Un violent incendie s’est déclaré dans la journée de ce samedi 2 mai à Enco 5. Sur son passage, il a ravagé sept baraquements servant d’habitations, occupés par des ressortissants sierra-léonais. Le sinistre, dont l’origine serait liée à un feu parti d’un caniveau à proximité, a entièrement détruit les logements ainsi que leur contenu.
Sur les lieux, les dégâts sont considérables. Rien n’a pu être sauvé. Toutefois, l’intervention des sapeurs-pompiers a permis de maîtriser l’incendie, évitant ainsi sa propagation à d’autres habitations.
Parmi les sinistrés, Aboubacar Soumah raconte avoir échappé de justesse au pire.
« J’étais couché dans ma chambre jusqu’aux environs de 12 h. Une dame est venue en courant pour me réveiller. Au moment où elle est arrivée, le feu avait déjà atteint mon matelas. Si ma porte était restée fermée, je ne m’en serais pas sorti. J’ai ouvert la porte et je suis sorti. On a appelé les gens, mais personne n’est venu », a-t-il expliqué.
Très affecté, il pointe du doigt les pratiques à l’origine du drame.
« Le feu est parti du caniveau situé à proximité de nos habitations. Les femmes du marché viennent y jeter des ordures, parfois encore en feu. Dès qu’il y a du vent, les flammes se propagent. Nous avons déjà éteint le feu deux fois. Et cette troisième fois a réduit tous nos efforts à néant », a-t-il déclaré.
Par ailleurs, il affirme avoir tout perdu dans l’incendie.

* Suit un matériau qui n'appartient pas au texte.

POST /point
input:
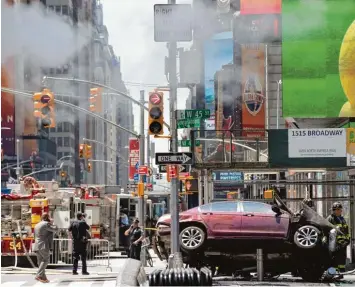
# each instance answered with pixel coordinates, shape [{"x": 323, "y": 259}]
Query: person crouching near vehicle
[
  {"x": 135, "y": 234},
  {"x": 44, "y": 233},
  {"x": 342, "y": 238}
]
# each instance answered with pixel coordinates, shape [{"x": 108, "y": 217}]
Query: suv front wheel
[
  {"x": 192, "y": 238},
  {"x": 307, "y": 237}
]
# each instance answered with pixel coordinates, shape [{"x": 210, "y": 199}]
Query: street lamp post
[
  {"x": 18, "y": 158},
  {"x": 279, "y": 82}
]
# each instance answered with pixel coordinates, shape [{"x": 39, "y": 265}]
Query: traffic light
[
  {"x": 81, "y": 150},
  {"x": 88, "y": 152},
  {"x": 140, "y": 189},
  {"x": 44, "y": 108},
  {"x": 156, "y": 113},
  {"x": 96, "y": 100}
]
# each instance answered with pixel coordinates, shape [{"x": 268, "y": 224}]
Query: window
[
  {"x": 65, "y": 10},
  {"x": 205, "y": 208},
  {"x": 224, "y": 206},
  {"x": 66, "y": 127},
  {"x": 257, "y": 207},
  {"x": 66, "y": 141},
  {"x": 60, "y": 127}
]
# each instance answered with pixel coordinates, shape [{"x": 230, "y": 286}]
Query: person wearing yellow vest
[{"x": 343, "y": 237}]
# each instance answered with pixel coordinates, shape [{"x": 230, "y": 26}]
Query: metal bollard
[{"x": 260, "y": 264}]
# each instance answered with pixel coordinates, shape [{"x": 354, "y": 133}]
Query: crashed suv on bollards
[{"x": 225, "y": 236}]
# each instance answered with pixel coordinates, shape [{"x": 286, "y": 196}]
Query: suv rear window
[
  {"x": 205, "y": 208},
  {"x": 224, "y": 206}
]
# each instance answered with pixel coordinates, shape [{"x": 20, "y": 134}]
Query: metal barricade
[{"x": 98, "y": 253}]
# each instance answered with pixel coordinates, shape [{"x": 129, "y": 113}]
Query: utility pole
[
  {"x": 175, "y": 244},
  {"x": 141, "y": 162},
  {"x": 77, "y": 173},
  {"x": 148, "y": 155}
]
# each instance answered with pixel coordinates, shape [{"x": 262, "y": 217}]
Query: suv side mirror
[{"x": 276, "y": 209}]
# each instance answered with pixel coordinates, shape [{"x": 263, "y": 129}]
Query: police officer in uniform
[
  {"x": 342, "y": 239},
  {"x": 79, "y": 229},
  {"x": 135, "y": 234}
]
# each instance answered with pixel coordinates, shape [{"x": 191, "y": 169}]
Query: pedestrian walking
[
  {"x": 342, "y": 238},
  {"x": 79, "y": 233},
  {"x": 44, "y": 232},
  {"x": 135, "y": 234}
]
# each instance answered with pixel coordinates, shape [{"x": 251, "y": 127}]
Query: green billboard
[{"x": 318, "y": 58}]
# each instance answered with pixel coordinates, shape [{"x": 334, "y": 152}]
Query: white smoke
[{"x": 41, "y": 35}]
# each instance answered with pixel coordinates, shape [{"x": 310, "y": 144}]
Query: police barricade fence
[
  {"x": 98, "y": 253},
  {"x": 181, "y": 277}
]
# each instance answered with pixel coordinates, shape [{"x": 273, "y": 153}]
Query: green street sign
[
  {"x": 186, "y": 124},
  {"x": 192, "y": 114},
  {"x": 187, "y": 143}
]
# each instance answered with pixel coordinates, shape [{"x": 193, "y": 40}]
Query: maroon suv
[{"x": 229, "y": 232}]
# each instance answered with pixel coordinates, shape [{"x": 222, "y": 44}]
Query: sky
[{"x": 131, "y": 33}]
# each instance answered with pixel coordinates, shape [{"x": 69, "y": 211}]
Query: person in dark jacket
[
  {"x": 135, "y": 234},
  {"x": 343, "y": 237},
  {"x": 79, "y": 229}
]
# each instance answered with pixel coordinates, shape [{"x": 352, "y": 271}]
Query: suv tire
[
  {"x": 307, "y": 237},
  {"x": 192, "y": 238}
]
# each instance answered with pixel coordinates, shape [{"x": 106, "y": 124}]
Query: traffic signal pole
[
  {"x": 117, "y": 92},
  {"x": 28, "y": 95},
  {"x": 141, "y": 163},
  {"x": 174, "y": 201}
]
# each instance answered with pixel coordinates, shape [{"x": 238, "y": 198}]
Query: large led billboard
[
  {"x": 218, "y": 52},
  {"x": 318, "y": 58}
]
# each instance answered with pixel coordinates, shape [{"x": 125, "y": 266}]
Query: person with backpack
[{"x": 79, "y": 233}]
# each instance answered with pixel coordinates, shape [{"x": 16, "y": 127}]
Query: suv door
[
  {"x": 223, "y": 219},
  {"x": 259, "y": 221}
]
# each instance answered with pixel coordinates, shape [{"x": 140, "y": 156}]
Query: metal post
[
  {"x": 278, "y": 104},
  {"x": 266, "y": 88},
  {"x": 260, "y": 264},
  {"x": 148, "y": 155},
  {"x": 175, "y": 244},
  {"x": 141, "y": 162},
  {"x": 77, "y": 171},
  {"x": 18, "y": 158}
]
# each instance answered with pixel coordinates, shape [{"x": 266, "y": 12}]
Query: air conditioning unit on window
[{"x": 223, "y": 6}]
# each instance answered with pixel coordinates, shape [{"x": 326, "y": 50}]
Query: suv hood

« Nous n’avons rien pu sauver. Je ne suis sorti qu’avec les vêtements que je porte », dit-il.
Installés sur les lieux depuis plusieurs années, ces habitants se retrouvent désormais sans abri. « Cela fait trois ans que nous sommes là », précise-t-il.
Face à cette situation dramatique, les sinistrés lancent un appel pressant aux autorités : « Que les autorités nous viennent en aide, car nous avons absolument tout perdu. J’ai des dettes à payer, car je fais partie d’une tontine où chacun cotise un million. Vu que j’ai tout perdu, je ne sais plus comment honorer cet engagement ».